Well, I stand corrected. It is the most difficult role in the world in my opinion. Some one once told me that it is a whole different layer of love. Isn't that the truth. And, loving them like your own takes time. They don't love you like their biological parent either. They don't respect you like their biological parent. I felt like a horrible person that I didn't love my 4 step-children like my own. I thought, "What is wrong with me?" When my husband and I finally admitted to one another that loving your step kids like your own did not come instantly or natural, it was actually a relief. It made things so much better and we weren't as hard on our selves. However, cleaning up fecal matter, urine or vomit is much less pleasant when it isn't your biological child.
I think the hardest thing for me is sometimes the house gets chaotic when there are a lot of kids in your house, your kids plus the kids they have over to play and it is soon dinner time. You get to a point where your nerves are shot and you want all the neighbor kids to go home. You want to just have a quiet dinner with your own family. When you are a step mom, the neighbor kids never go home. This may be different in a divorce situation where the kids would go to visit thier mom and I would get a break. In our case, my step-kids lost their mom. What a horrible thing for a child to have to go through. I simply can not imagine. However, I never get a break.
The other thing is that I love to serve others. I love when I get to participate in service projects. I also think it is a great service when someone serves two years as an LDS missionary. But guess what? There is an end to service projects. There is an end to a mission. There isn't an end to being a step-parent. At least not for several years! It is exhausting.
For the year after my husband's first wife had passed away, he had a lot of help. He had people clean his house every week, do his laundry, do grocery shopping occasionally, bring him meals for months and months, and had people help with the kids. For all those hands that helped him get through that year I am truly grateful. He was able to continue to work and I think he did an amazing job being a single dad for nearly a year.
The problem, you see, is that then he and I got married. Guess what happened to all those helping hands? They were thrown up into the air and the people said, "Oh good. Now he has a wife that will do all that." Guess what? 6 1/2 years later, I am still trying to find my way to fresh air beneath this huge mountain of responsibility that was dumped on me. It is a mountain of endless physical and emotional exertion...I don't even know if that makes sense but I feel like I literally have to get up and run a marathon every day of my life.
I have had my face spit upon, I have been yelled at multiple times, been called "Fat Face", been slapped on the back because that child thought I turned out the lights on them when it was someone else, had the van door ripped open going 80 miles an hour on the freeway with the whole family in it, had my back hurt by a child kicking the back of my seat SO hard, one that knew better too. I have had flour thrown and dish soap squirted all over my hardwood floor from my kitchen sink around my island to my pantry. It only took 6 times to mop my floor to get it up.

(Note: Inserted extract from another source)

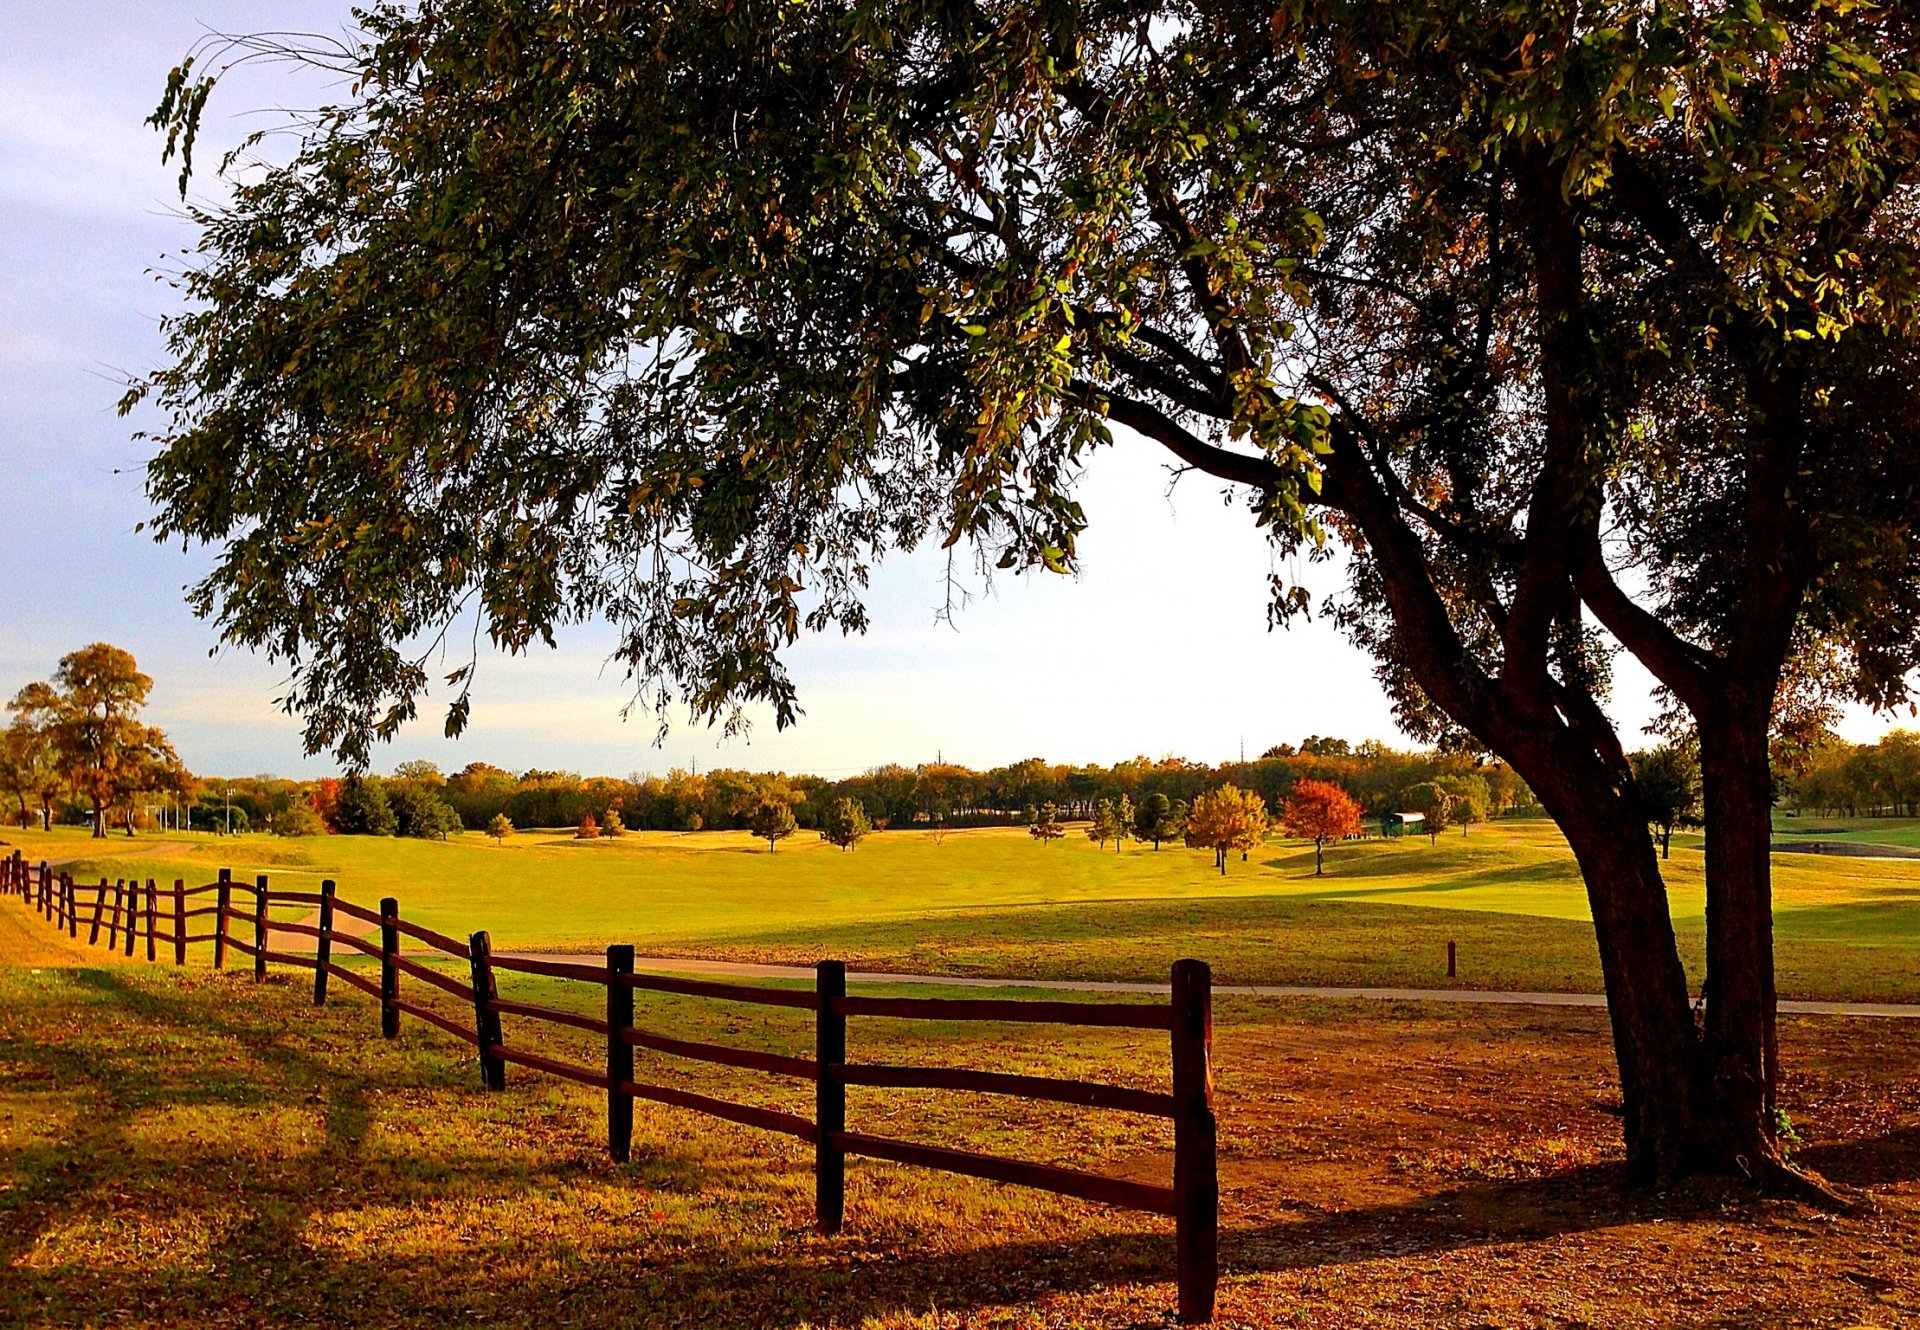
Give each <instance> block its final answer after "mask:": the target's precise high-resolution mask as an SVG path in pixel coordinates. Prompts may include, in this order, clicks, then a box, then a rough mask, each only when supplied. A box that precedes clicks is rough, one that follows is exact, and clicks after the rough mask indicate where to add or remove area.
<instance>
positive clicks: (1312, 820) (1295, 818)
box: [1281, 781, 1359, 877]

I have had brand new fresh flowers from my husband been thrown in the garbage by step kids and lamps thrown down and broken by a step-child throwing a fit. I have had step kids say, "Sometimes I just want punch Mom in the face!" And the latest, "I hate you! No one wants you here! You should just leave! This is all your fault! This is all because of you!" I realize they miss their mom. It just doesn't seem fair though that I am the one they take their anger out on. It isn't fun being the target when I am giving my everything to raising these kids. I am trying to love them. I am trying to be there for them. I am trying to nurture them.

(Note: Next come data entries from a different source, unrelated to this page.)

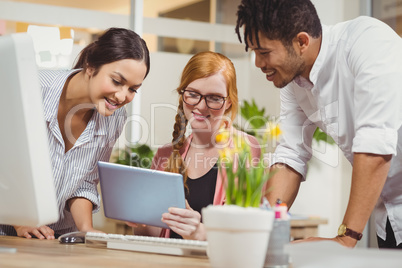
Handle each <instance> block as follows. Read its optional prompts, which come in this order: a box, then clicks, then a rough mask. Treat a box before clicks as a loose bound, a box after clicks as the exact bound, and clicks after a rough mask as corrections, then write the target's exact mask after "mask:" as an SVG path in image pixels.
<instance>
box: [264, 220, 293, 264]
mask: <svg viewBox="0 0 402 268" xmlns="http://www.w3.org/2000/svg"><path fill="white" fill-rule="evenodd" d="M289 242H290V220H281V219H275V220H274V225H273V228H272V231H271V235H270V237H269V243H268V249H267V254H266V257H265V264H264V268H287V267H289V255H288V254H287V253H285V251H284V246H285V245H286V244H288V243H289Z"/></svg>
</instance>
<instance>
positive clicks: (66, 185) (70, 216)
mask: <svg viewBox="0 0 402 268" xmlns="http://www.w3.org/2000/svg"><path fill="white" fill-rule="evenodd" d="M79 71H80V70H70V71H60V70H58V71H52V70H43V71H40V75H39V78H40V82H41V87H42V94H43V102H44V117H45V120H46V125H47V134H48V139H49V148H50V158H51V161H52V167H53V176H54V182H55V188H56V195H57V201H58V208H59V214H60V218H59V220H58V221H57V222H56V223H53V224H50V225H49V227H50V228H52V229H53V230H54V231H55V234H56V235H59V234H64V233H67V232H72V231H76V230H77V227H76V225H75V223H74V220H73V217H72V215H71V213H70V211H69V208H68V206H67V201H68V200H69V199H71V198H75V197H83V198H86V199H88V200H89V201H91V202H92V203H93V205H94V206H93V212H97V211H98V210H99V206H100V198H99V194H98V191H97V184H98V182H99V176H98V168H97V165H96V164H97V161H109V158H110V155H111V152H112V149H113V146H114V144H115V142H116V140H117V138H118V137H119V136H120V134H121V132H122V130H123V126H124V124H125V122H126V119H127V113H126V110H125V107H122V108H120V109H118V110H116V111H115V112H114V113H113V114H112V115H111V116H108V117H104V116H102V115H100V114H99V113H98V112H97V111H96V110H95V112H94V113H93V116H92V118H91V119H90V121H89V122H88V125H87V127H86V129H85V130H84V131H83V132H82V134H81V136H80V137H79V138H78V140H77V141H76V142H75V144H74V147H73V148H71V149H70V150H69V151H67V152H66V153H65V146H64V141H63V138H62V135H61V132H60V129H59V122H58V120H57V112H58V105H59V100H60V95H61V93H62V91H63V86H64V84H65V82H66V80H67V78H68V77H69V76H70V75H71V74H74V73H76V72H79ZM0 235H16V232H15V230H14V228H13V227H12V226H6V225H0Z"/></svg>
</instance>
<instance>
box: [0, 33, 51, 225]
mask: <svg viewBox="0 0 402 268" xmlns="http://www.w3.org/2000/svg"><path fill="white" fill-rule="evenodd" d="M0 92H1V100H2V101H1V105H0V108H1V109H0V125H1V130H0V224H9V225H24V226H41V225H45V224H49V223H54V222H56V221H57V220H58V216H59V215H58V208H57V207H58V206H57V200H56V192H55V188H54V181H53V175H52V167H51V162H50V156H49V148H48V147H49V145H48V139H47V133H46V128H45V119H44V116H43V104H42V93H41V89H40V84H39V78H38V67H37V65H36V62H35V53H34V47H33V42H32V39H31V38H30V36H29V35H28V34H26V33H18V34H11V35H7V36H0Z"/></svg>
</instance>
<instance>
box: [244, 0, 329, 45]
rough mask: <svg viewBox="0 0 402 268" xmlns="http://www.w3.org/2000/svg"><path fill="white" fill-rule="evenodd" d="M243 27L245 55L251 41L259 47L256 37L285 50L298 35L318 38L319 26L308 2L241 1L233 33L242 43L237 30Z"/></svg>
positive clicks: (252, 43) (280, 1)
mask: <svg viewBox="0 0 402 268" xmlns="http://www.w3.org/2000/svg"><path fill="white" fill-rule="evenodd" d="M242 26H244V43H245V45H246V51H247V50H248V47H249V42H250V44H252V45H253V39H255V41H256V43H257V44H256V45H257V46H258V47H260V41H259V37H258V33H259V32H260V33H261V34H263V35H264V36H265V37H267V38H268V39H270V40H279V41H281V42H282V44H283V45H284V46H285V47H289V46H291V44H292V41H293V39H294V38H295V37H296V35H297V34H298V33H300V32H306V33H308V34H309V35H311V36H312V37H313V38H318V37H320V36H321V34H322V27H321V22H320V19H319V17H318V14H317V11H316V9H315V7H314V5H313V4H312V3H311V1H310V0H242V1H241V3H240V5H239V7H238V10H237V22H236V33H237V36H238V38H239V41H240V43H241V42H242V38H241V33H240V28H241V27H242Z"/></svg>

I have never been so exhausted in my life. I work 2 part time jobs which is easier than the 4 part time jobs I was working about a year ago. Not even for any extras. Just to make ends meet. The amount of laundry I do is insane. I run my dishwasher 4 times a day when all the kids are off track. I am constantly cleaning and picking up the house, helping with homework or some project that is due tomorrow, grocery shopping, taking someone to some kind of appointment, constantly picking up a sick child from school, taking someone to get stiches, cooking, playing barbies in between all this and let me seriously tell you about one of my days last week. I actually wrote everything down that I was doing at once. While trying to brown some hamburger for dinner I was also trying to shove a snack in my face because I hadn't had a chance to eat much lunch. I was also fixing a snack for my 2 year old and my nephew whom I was watching because my sister just had a baby. I was changing over laundry, ran down and did 2 haircuts, my son ran down and said he might need stitches because he cut his finger while opening a can of pears. My 19 year old daugher ran him in because I still had to do another haircut. As I re-read that it doesn't sound as busy as it felt but it was seriously comical. I don't think I have ever multi-tasked so much in my life.
Being a step-mom is the most thankless job in the world. Please, please, please. Whatever you do. Don't be critical of a step-parent. They are doing the toughest thing in the world. I will get off my soapbox now and my poor me pity party is over. Thanks for letting me vent.